One of the hardest concepts for asset management newcomers to grasp is that age has very little bearing on the condition of a component. Yet it is natural for us to make judgement on something based on its age (very likely based on our own mortality) and we pretty much calculate life expectancy using that factor alone.
But in asset management we recognise that condition has more to do with how you care for a component and age is just an interesting piece of additional information. I love using the "Pink Cadillac" example to illustrate this.
Most new asset management students, sight unseen, suggest that a 1960 Cadillac could well be assessed as C4 (Poor) or C5 (Very Poor) simply because of its age. However, because this example has been kept in mint condition, and as a result the car will continue to be perfectly sound for many years to come, it should be rated as C2 (Good) or even C1 (Very Good) condition.

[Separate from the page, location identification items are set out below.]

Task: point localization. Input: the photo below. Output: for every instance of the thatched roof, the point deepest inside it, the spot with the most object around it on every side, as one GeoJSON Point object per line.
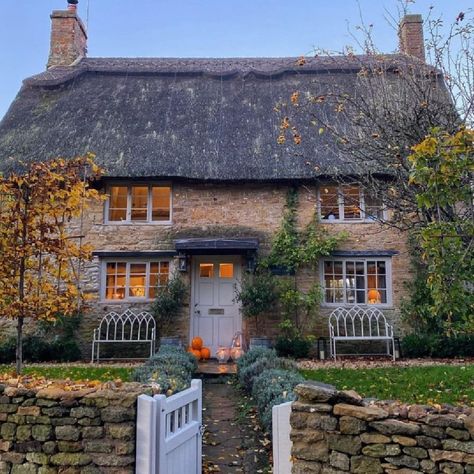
{"type": "Point", "coordinates": [206, 119]}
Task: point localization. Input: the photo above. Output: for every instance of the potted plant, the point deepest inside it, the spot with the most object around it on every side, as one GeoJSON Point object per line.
{"type": "Point", "coordinates": [166, 309]}
{"type": "Point", "coordinates": [257, 295]}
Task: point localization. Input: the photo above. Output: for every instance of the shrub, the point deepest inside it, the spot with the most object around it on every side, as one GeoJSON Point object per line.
{"type": "Point", "coordinates": [297, 347]}
{"type": "Point", "coordinates": [434, 345]}
{"type": "Point", "coordinates": [273, 387]}
{"type": "Point", "coordinates": [171, 369]}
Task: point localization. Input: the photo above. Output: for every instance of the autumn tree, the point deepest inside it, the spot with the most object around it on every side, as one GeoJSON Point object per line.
{"type": "Point", "coordinates": [396, 107]}
{"type": "Point", "coordinates": [40, 253]}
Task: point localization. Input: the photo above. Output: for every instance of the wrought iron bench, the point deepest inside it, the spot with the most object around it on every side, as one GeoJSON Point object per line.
{"type": "Point", "coordinates": [126, 327]}
{"type": "Point", "coordinates": [360, 324]}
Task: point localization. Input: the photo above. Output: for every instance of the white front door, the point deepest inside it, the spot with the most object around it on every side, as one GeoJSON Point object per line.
{"type": "Point", "coordinates": [215, 315]}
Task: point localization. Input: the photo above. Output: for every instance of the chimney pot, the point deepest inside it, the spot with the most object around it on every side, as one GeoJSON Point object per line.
{"type": "Point", "coordinates": [411, 36]}
{"type": "Point", "coordinates": [68, 37]}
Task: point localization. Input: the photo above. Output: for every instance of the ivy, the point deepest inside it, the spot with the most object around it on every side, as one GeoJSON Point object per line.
{"type": "Point", "coordinates": [292, 248]}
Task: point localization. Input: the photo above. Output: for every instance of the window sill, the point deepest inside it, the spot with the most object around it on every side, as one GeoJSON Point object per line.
{"type": "Point", "coordinates": [140, 224]}
{"type": "Point", "coordinates": [349, 221]}
{"type": "Point", "coordinates": [363, 305]}
{"type": "Point", "coordinates": [127, 301]}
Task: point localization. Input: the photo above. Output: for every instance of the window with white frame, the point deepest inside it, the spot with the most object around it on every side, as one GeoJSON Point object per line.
{"type": "Point", "coordinates": [348, 202]}
{"type": "Point", "coordinates": [357, 281]}
{"type": "Point", "coordinates": [134, 280]}
{"type": "Point", "coordinates": [138, 203]}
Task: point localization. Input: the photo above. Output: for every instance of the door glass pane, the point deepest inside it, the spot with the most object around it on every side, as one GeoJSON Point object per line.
{"type": "Point", "coordinates": [139, 203]}
{"type": "Point", "coordinates": [206, 270]}
{"type": "Point", "coordinates": [329, 202]}
{"type": "Point", "coordinates": [226, 270]}
{"type": "Point", "coordinates": [161, 199]}
{"type": "Point", "coordinates": [118, 203]}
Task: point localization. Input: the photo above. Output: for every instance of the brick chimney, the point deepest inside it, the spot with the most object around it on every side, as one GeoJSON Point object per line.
{"type": "Point", "coordinates": [411, 36]}
{"type": "Point", "coordinates": [68, 37]}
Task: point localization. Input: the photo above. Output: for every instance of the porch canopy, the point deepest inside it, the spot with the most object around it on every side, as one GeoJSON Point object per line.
{"type": "Point", "coordinates": [216, 246]}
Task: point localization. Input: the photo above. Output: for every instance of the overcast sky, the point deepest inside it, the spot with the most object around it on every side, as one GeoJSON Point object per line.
{"type": "Point", "coordinates": [196, 28]}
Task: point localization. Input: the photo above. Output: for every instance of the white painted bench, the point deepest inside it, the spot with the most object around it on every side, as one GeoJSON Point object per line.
{"type": "Point", "coordinates": [126, 327]}
{"type": "Point", "coordinates": [360, 324]}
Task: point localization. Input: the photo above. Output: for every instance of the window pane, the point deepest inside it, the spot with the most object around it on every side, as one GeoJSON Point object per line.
{"type": "Point", "coordinates": [139, 209]}
{"type": "Point", "coordinates": [206, 270]}
{"type": "Point", "coordinates": [226, 270]}
{"type": "Point", "coordinates": [329, 202]}
{"type": "Point", "coordinates": [161, 198]}
{"type": "Point", "coordinates": [118, 203]}
{"type": "Point", "coordinates": [373, 207]}
{"type": "Point", "coordinates": [115, 281]}
{"type": "Point", "coordinates": [351, 196]}
{"type": "Point", "coordinates": [360, 268]}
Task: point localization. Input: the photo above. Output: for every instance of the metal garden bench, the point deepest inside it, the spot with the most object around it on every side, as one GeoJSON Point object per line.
{"type": "Point", "coordinates": [126, 327]}
{"type": "Point", "coordinates": [360, 324]}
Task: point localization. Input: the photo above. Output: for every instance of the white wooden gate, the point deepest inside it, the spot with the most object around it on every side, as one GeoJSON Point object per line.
{"type": "Point", "coordinates": [169, 436]}
{"type": "Point", "coordinates": [281, 438]}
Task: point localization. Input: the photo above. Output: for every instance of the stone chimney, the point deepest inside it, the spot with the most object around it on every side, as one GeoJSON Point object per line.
{"type": "Point", "coordinates": [68, 37]}
{"type": "Point", "coordinates": [411, 36]}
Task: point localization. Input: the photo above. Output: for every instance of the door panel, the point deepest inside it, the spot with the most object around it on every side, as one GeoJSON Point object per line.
{"type": "Point", "coordinates": [215, 315]}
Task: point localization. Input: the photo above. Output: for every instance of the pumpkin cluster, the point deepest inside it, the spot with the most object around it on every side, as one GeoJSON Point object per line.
{"type": "Point", "coordinates": [197, 349]}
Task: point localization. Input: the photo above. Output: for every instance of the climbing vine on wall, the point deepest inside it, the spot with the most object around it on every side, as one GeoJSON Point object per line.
{"type": "Point", "coordinates": [292, 248]}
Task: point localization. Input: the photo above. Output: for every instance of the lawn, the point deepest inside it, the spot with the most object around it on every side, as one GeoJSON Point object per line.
{"type": "Point", "coordinates": [433, 384]}
{"type": "Point", "coordinates": [103, 374]}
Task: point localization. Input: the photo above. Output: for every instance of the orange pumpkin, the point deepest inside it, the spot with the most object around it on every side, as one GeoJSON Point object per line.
{"type": "Point", "coordinates": [197, 343]}
{"type": "Point", "coordinates": [196, 354]}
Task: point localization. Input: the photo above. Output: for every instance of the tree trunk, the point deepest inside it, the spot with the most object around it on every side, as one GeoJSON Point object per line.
{"type": "Point", "coordinates": [19, 346]}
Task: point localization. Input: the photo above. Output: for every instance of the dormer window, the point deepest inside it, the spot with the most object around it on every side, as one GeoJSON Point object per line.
{"type": "Point", "coordinates": [338, 203]}
{"type": "Point", "coordinates": [139, 203]}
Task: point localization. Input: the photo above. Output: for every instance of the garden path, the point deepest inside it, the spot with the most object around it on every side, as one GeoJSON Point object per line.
{"type": "Point", "coordinates": [230, 440]}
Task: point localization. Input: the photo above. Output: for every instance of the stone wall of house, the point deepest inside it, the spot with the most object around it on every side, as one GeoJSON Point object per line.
{"type": "Point", "coordinates": [229, 210]}
{"type": "Point", "coordinates": [336, 432]}
{"type": "Point", "coordinates": [51, 430]}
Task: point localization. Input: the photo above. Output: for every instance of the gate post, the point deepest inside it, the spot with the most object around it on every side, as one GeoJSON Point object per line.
{"type": "Point", "coordinates": [146, 447]}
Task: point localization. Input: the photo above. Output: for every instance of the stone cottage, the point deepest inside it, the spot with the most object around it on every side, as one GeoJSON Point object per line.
{"type": "Point", "coordinates": [196, 179]}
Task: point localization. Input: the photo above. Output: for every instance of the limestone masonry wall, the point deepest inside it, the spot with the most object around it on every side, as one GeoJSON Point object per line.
{"type": "Point", "coordinates": [51, 430]}
{"type": "Point", "coordinates": [337, 432]}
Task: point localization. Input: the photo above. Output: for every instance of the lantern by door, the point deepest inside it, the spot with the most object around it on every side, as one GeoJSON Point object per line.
{"type": "Point", "coordinates": [237, 346]}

This becomes quite addictive. You soon start viewing the buildings you frequent in quite a different light - looking beyond the superficial 'age' to its real condition. When you take this another step further, newcomers become quite concerned when they realise that the owners of an expensive piece of equipment, providing critical 24 x7 service to the community, may not even understand the basics of assessing its actual condition or other factors like usage and performance.
The air conditioning system in a gym can be a good example of this. It will be operating pretty much all day, every day and the age of the system won't have any bearing on how well it works - but will often be the sole factor determining when its upgraded.
The impact of failure would affect a large number of people yet there is seldom investment in analysing the benefits and savings that can be achieved by regularly assessing the condition, usage and performance. And doing so with a view to understanding what is necessary to maintain the equipment in good health versus waiting for it to fail. You would think that the additional expense of reactive maintenance or urgent replacement would be enough of an argument - before you start calculating the even higher cost of disruption to the service.
It is exciting to see people start to realise the true value of asset management and how they can apply it to not just their world, but the rest of the community around them. Not just the assessment of components but the real hard-core analysis and planning that we are now able to do.
Asset management used to be the domain of a few; the algorithms and calculations behind what we do are complex and not for the novice. But thanks to being able to deliver this via software we are able to turn just about anyone into a successful asset manager - and that in itself is exciting.
But still, no matter how fast someone might learn the basics it is still that old asset management fundamental of 'condition does not equal age' that flies in the face of what we generally perceive and continues to trip everyone up.